When death happens out of sync with the circle of life, a strange type of time mapping begins – at least it did for me. It started with identifying current time in hours since Kalei’s death, rather than the actual clock time itself. It was not 6:00 o’clock or 10:00 o’clock; it was 10 hours since she died and then 14 hours since she died and so on.
Far too soon, I had to acknowledge the word ‘day’ in my new time perspective. At 8:05 AM every morning my mind would remind me it was one day and then two, three, four, five and finally six days since her earth life ended. Just when I was learning how to manage days, I was forced to acknowledge the word ‘week’. I asked myself, how can it be a whole week? She just died a heartbeat ago! With the chaos of the funeral over and the rest of the world gone back to their regular lives, I felt very alone with the profoundness of time in that moment.

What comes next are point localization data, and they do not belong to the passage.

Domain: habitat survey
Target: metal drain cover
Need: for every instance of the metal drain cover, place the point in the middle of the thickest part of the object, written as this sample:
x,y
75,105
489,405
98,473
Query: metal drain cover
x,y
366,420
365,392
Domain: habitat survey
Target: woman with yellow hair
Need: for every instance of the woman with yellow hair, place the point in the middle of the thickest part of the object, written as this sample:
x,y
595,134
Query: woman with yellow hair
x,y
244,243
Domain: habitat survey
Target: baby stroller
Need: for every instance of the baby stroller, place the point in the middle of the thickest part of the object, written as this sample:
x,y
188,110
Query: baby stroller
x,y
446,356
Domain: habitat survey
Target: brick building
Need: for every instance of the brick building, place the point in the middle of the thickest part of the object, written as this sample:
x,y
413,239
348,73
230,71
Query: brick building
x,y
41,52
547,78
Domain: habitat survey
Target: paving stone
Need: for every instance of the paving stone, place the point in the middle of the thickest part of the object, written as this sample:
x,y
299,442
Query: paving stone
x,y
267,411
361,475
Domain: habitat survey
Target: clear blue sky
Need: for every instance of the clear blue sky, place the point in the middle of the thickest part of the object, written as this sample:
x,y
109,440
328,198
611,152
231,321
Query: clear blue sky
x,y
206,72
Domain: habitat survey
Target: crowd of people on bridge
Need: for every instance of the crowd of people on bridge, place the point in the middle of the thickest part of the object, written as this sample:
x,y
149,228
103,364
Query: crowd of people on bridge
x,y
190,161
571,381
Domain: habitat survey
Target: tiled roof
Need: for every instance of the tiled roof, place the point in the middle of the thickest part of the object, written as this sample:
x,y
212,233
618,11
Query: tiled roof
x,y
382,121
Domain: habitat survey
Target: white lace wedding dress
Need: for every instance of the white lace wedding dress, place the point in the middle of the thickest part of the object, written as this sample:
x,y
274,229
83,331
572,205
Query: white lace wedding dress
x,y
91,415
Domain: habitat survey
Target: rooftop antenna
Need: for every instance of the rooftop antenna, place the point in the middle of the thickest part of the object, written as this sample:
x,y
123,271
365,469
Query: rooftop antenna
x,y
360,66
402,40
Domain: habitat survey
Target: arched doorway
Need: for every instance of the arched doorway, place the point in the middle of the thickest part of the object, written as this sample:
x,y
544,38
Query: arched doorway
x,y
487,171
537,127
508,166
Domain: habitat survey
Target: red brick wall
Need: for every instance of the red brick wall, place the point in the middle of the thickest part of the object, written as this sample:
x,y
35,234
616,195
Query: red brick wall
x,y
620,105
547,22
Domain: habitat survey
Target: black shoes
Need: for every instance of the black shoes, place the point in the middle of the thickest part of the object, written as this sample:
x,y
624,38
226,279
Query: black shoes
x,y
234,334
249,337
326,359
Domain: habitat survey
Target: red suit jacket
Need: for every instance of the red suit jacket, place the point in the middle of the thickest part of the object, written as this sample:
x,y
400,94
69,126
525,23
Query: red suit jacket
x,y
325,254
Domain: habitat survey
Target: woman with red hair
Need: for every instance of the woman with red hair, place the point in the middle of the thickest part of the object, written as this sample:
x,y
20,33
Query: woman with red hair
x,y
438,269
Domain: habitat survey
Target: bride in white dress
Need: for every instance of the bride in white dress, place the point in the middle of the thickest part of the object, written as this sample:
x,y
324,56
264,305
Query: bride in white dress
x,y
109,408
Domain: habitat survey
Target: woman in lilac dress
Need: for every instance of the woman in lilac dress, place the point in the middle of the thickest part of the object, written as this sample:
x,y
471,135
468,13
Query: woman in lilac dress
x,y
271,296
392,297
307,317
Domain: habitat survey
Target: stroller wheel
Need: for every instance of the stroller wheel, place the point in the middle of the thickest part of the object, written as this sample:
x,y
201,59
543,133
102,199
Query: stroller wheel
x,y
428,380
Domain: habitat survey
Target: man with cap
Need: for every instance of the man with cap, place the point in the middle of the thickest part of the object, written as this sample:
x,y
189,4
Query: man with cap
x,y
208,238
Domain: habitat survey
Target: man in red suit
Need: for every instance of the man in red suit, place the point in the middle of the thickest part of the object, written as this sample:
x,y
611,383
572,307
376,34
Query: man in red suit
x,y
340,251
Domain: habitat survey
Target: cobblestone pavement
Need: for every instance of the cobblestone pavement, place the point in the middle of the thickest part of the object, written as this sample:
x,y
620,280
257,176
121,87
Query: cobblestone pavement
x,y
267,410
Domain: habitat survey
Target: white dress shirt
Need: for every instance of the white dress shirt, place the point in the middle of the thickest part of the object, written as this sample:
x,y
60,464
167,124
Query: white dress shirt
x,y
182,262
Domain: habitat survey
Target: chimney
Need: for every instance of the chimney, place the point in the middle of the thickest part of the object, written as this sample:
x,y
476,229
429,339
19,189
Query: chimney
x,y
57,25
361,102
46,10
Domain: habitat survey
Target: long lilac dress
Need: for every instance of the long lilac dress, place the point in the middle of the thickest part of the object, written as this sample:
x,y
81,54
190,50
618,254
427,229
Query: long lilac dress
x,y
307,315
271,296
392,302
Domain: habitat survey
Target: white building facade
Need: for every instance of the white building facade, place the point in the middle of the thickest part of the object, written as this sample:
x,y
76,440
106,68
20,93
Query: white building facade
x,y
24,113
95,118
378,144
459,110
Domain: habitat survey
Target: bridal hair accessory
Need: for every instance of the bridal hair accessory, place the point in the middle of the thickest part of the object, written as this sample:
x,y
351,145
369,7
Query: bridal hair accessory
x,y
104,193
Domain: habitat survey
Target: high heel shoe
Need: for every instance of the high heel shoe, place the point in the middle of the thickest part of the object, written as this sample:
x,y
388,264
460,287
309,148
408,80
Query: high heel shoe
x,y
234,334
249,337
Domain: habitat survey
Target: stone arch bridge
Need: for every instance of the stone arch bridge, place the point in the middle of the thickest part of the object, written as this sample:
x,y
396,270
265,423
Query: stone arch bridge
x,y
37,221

Another major grief date was the change from weeks to one month. I asked myself, how can it be a whole month? She just died a heartbeat ago. One month seemed so much longer than four weeks! I found it hard to believe I had managed to keep living for that long. You see, unless I was in La La Land (Chapter 8), I wanted to die. As a matter of fact, in the early days I was pretty sure that I would not make it much past her funeral. That I was still able to function in the Regular Universe one whole month after her death came as a surprise to me.
Soon enough, like a run-a-way freight train, time took me to what would have been Kalei’s 17th birthday five months after her death. Again, thanks to La La Land, I was able to hold a birthday party for her. We all did our best to pretend it was a real birthday and Kalei was present, even if only in spirit. While the night felt special and I am glad I did it, the pain of that experience brought me to my knees the next day when the hollowness of the event kicked in. This time I asked myself, God why can’t you bring her back?

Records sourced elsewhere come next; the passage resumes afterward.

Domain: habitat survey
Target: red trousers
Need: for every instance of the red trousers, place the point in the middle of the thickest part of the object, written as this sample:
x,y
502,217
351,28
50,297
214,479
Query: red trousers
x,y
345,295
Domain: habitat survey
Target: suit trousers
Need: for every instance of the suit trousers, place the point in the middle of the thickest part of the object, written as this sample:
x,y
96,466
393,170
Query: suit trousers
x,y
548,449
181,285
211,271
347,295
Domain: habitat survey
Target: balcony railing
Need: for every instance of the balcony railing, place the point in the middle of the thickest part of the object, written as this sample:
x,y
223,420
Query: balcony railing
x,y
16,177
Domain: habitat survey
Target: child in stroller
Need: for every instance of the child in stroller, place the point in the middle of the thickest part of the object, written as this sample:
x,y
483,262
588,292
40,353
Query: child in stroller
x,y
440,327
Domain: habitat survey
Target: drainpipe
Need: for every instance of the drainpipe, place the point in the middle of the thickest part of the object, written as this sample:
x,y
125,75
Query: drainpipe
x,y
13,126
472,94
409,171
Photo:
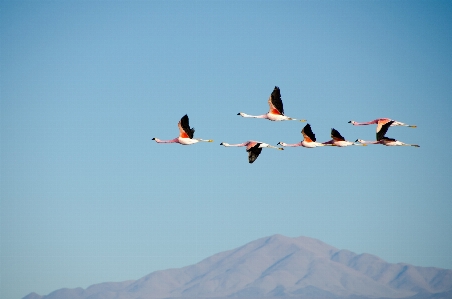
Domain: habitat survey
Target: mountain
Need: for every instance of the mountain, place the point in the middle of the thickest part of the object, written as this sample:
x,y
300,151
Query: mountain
x,y
281,267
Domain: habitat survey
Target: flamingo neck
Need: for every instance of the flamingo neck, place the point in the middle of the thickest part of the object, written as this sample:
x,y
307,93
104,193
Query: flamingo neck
x,y
175,140
253,116
292,144
365,123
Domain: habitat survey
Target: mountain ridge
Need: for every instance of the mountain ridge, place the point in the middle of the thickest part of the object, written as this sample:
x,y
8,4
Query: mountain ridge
x,y
278,266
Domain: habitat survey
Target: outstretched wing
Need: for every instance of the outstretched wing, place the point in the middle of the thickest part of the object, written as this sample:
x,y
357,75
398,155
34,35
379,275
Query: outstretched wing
x,y
384,128
308,135
253,152
336,135
184,128
275,102
381,122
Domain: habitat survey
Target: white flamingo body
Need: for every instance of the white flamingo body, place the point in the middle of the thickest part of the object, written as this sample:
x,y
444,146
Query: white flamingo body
x,y
382,139
380,122
185,134
253,148
276,111
338,140
309,140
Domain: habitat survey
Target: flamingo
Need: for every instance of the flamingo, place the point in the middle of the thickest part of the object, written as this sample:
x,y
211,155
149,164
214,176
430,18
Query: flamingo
x,y
253,148
338,140
276,112
380,122
382,139
185,134
308,140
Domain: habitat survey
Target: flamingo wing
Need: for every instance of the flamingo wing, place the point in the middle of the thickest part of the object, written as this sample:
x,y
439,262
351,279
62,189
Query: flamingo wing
x,y
275,102
184,128
388,139
381,122
336,135
253,152
308,135
384,128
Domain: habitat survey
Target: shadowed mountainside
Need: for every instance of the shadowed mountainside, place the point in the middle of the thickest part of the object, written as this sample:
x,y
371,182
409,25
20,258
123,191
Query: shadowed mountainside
x,y
278,266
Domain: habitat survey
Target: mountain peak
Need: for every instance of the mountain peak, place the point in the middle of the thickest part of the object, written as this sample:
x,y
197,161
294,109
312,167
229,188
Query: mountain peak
x,y
279,266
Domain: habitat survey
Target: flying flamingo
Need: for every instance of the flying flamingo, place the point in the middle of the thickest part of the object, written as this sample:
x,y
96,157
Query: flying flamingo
x,y
276,112
380,122
382,139
185,134
254,148
308,141
338,140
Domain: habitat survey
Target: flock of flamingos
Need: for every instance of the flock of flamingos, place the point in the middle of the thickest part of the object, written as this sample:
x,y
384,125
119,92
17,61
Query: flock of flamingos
x,y
276,113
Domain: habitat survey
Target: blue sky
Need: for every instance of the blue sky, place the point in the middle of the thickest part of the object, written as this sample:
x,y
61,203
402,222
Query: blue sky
x,y
88,197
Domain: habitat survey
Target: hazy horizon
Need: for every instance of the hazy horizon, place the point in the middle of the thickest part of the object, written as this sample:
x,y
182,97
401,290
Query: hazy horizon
x,y
87,196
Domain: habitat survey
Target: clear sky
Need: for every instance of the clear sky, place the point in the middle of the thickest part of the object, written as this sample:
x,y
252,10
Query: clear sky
x,y
88,197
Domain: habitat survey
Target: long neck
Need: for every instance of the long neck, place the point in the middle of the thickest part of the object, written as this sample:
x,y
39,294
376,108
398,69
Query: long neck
x,y
369,142
365,123
253,116
205,140
239,144
175,140
291,144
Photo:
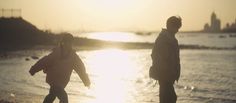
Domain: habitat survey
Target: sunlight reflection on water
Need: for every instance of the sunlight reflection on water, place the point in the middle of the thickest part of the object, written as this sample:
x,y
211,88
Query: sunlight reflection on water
x,y
112,69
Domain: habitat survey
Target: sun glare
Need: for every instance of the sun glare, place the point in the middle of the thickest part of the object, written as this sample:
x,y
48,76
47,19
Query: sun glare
x,y
112,36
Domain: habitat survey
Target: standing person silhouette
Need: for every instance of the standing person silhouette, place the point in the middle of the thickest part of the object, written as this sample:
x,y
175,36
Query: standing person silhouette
x,y
58,66
166,63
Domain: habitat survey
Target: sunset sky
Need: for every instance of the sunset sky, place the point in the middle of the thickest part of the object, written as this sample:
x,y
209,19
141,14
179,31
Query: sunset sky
x,y
120,15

Her one year death anniversary seemed to mark the end of the grieving process for the rest of the world. Like bookends, her funeral at one end and the one year death anniversary at the other, their grieving process established clear start and finish dates. At first that change felt like abandonment because I thought everyone would continue keeping a dead Kalei as big a part of their lives as I did. I was wrong and rightfully so. Her place on their future blackboard (Chapter 24) would keep that from happening. Alone or not, I still asked myself, how can it be a whole year? She just died a heartbeat ago.
The instant life left my child’s body; I was thrown into The Lifetime I Could Not Imagine and time took on a significance that was and continues to be, new to me. Not only do I have to live through a series of imaginable but can-never-be milestones on behalf of my child, but I am continually being introduced to mind bending unimaginable ones. An example of the latter will occur on March 16, 2018. On that day, Kalei will have been dead longer than she lived. For many years that moment has been identified on my time map. Outside of a grieving parent, I don’t know that anyone else would know a day like this even exists.
Whether it is knowing time by the heartbeat or being a mom able to identify the date I spoke of above, the profoundness of grief time is something everyone should know about. Perhaps a kind word or phone call to someone you know or love on one of those days might be a much appreciated gift.